Борлюйт содрогнулся. Он познал минуту колебания, предсмертный ужас в виде своей Голгофы. Он остановился в отчаянии. Но лестница, быстро закручиваясь, не давала ему передышки, увлекала его в свою спираль. Он стал опять подниматься, бесповоротно решившийся. Но его тело боялось. Еще немного, и он упал бы. Несмотря на то, что он очень привык в лестнице и поднимался по ней почти машинально, как если б шел по ровному месту, он все же должен был схватиться за веревку, служившую перилами и оцеплявшую лестницу, как змея обвивает дерево. Змея искушения! Веревка, действительно, опять стала, искушать его, если предположить, что он поколебался. Не выбрал ли он ее, как орудие своей смерти?
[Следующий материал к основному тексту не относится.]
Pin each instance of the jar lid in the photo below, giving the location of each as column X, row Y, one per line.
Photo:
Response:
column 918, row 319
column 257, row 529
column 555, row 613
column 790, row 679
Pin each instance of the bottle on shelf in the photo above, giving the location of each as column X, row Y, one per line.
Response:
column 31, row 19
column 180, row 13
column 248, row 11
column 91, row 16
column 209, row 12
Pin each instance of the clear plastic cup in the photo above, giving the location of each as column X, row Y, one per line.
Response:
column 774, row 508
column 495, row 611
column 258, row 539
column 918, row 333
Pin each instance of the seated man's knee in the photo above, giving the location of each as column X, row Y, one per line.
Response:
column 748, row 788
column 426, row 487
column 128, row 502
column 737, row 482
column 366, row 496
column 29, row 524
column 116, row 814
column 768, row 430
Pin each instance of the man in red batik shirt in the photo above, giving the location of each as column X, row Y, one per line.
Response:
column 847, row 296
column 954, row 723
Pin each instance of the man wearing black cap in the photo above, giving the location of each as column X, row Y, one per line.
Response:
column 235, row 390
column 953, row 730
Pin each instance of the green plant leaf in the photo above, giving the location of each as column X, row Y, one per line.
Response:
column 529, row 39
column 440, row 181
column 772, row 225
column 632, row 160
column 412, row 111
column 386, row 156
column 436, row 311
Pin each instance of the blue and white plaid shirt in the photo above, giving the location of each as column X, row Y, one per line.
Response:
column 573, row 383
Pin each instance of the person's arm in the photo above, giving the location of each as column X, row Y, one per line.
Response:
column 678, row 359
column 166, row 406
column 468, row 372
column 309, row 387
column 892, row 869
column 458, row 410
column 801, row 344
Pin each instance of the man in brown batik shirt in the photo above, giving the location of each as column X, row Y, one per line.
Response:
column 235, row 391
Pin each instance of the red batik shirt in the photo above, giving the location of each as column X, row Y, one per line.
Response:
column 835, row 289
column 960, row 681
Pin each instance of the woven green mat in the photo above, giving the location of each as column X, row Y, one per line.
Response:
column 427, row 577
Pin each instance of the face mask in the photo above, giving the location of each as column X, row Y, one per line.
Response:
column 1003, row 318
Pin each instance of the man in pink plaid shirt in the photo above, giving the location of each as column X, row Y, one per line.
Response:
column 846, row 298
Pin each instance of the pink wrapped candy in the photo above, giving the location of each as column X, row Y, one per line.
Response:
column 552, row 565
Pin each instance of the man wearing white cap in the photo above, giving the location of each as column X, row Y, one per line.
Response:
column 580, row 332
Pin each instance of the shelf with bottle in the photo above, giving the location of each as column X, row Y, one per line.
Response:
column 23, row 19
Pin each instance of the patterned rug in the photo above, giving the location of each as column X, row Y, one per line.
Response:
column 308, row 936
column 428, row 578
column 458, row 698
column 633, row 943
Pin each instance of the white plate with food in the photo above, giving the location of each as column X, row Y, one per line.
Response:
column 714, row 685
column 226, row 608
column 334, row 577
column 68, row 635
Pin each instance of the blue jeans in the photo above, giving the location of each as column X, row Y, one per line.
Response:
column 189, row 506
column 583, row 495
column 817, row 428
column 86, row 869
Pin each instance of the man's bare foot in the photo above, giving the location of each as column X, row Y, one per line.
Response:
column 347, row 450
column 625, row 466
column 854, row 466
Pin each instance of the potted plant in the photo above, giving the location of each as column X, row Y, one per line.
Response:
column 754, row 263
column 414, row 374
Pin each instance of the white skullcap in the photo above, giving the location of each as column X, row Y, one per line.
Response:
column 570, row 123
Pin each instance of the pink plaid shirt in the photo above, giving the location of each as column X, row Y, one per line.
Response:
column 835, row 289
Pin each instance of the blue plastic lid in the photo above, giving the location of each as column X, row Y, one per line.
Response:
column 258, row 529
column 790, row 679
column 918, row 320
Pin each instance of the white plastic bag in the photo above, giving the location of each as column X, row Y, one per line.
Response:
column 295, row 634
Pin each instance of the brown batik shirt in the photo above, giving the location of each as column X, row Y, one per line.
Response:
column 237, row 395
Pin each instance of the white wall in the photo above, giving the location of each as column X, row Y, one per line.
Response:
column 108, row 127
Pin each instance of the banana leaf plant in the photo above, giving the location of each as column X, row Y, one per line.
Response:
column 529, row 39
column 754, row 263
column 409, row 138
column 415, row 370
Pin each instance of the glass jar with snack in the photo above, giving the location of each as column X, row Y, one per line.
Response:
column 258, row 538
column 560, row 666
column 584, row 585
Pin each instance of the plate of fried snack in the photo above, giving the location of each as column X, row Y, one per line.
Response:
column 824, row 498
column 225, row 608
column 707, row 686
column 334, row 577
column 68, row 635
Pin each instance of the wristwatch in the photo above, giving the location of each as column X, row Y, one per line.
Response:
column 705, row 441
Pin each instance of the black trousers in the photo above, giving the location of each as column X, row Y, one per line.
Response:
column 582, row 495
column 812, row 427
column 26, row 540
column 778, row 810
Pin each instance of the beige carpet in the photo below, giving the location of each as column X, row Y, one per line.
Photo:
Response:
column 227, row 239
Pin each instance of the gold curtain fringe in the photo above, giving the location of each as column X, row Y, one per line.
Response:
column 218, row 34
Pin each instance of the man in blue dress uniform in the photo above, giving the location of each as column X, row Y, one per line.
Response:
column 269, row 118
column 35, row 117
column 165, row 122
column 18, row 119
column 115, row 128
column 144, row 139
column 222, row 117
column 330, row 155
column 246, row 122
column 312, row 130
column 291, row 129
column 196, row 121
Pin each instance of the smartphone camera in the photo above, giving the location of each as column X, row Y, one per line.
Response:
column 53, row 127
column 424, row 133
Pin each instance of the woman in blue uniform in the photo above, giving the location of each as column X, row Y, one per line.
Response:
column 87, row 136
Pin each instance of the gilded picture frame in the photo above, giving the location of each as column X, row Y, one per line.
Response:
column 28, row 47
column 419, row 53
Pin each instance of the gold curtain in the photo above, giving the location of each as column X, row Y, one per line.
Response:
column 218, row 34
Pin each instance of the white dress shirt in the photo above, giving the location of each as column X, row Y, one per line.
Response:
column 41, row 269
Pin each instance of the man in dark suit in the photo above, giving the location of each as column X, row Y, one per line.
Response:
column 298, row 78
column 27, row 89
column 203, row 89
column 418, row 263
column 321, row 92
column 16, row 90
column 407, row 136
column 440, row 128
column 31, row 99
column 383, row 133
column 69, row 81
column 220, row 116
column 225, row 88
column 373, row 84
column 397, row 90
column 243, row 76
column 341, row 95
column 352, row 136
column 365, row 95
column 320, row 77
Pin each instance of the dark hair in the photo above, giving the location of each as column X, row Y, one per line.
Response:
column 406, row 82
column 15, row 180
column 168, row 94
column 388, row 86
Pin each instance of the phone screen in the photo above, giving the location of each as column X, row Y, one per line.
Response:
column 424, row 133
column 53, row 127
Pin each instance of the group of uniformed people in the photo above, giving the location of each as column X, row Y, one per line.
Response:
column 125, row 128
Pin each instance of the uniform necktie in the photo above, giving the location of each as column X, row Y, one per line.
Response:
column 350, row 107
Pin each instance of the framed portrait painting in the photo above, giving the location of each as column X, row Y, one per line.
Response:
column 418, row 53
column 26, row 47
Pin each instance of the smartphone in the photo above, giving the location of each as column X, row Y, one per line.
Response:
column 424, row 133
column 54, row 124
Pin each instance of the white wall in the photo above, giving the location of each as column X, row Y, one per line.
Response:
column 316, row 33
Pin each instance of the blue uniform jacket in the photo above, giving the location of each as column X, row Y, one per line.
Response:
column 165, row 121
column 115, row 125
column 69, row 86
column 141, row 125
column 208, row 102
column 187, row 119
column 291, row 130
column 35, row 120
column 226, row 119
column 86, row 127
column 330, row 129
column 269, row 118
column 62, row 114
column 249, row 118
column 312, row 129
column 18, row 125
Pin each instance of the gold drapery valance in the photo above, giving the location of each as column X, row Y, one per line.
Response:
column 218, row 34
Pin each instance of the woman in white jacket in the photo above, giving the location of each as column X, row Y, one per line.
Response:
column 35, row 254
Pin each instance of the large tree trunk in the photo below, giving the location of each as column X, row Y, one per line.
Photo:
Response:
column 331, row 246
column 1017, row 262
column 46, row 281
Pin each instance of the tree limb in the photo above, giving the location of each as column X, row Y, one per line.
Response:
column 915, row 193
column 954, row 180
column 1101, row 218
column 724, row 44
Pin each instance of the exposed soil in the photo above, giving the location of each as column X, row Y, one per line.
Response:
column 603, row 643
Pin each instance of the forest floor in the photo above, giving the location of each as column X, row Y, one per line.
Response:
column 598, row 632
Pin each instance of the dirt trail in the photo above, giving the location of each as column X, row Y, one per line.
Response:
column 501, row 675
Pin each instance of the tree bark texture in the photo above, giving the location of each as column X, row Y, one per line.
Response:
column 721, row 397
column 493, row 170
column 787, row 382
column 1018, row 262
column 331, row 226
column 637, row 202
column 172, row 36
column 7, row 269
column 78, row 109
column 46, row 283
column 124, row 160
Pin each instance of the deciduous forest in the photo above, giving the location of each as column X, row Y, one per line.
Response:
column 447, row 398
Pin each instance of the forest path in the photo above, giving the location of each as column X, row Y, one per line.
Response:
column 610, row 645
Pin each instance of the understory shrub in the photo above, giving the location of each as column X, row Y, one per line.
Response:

Схватившись за веревку, он снова прицепился к мысли о смерти, на минуту ускользнувшей и сейчас же вернувшейся. Его руки дрогнули, отодвинулись… Им не хотелось прикоснуться к ужасному предмету. Но в этом месте лестница скручивалась быстрыми поворотами. Мрак был непроницаем. Нужно было схватиться… Веревка овладела им…
Борлюйт, ободрившись, поднимался к совершению. Не веревка теперь помогала ему, вела его. Он увлекал веревку и, казалось, нес ее на высоту.
Войдя в стеклянную комнату, он рассеянно взглянул на неподвижную мертвую клавиатуру, на маленькие часы, прикрепленные к стене, сливавшие свой размеренный, жалкий стук со стуком огромного циферблата башни. Не был ли он сам в этой башне слабым биением человеческого сердца? Он взглянул невнимательно. Его глаза уже были устремлены в иной мир.
В эту минуту его вдруг осенило: он придумал способ, как привести в исполнение «акт», раньше он не хотел об этом думать, откладывая это до последней минуты. Он вспомнил о колоколах, больших колоколах, и захотел увидеть их еще раз, назвать их по имени в их кельях, коснуться их с прощальной лаской. Они были ему верными друзьями, колодцами утешения, надежными могилами его печалей.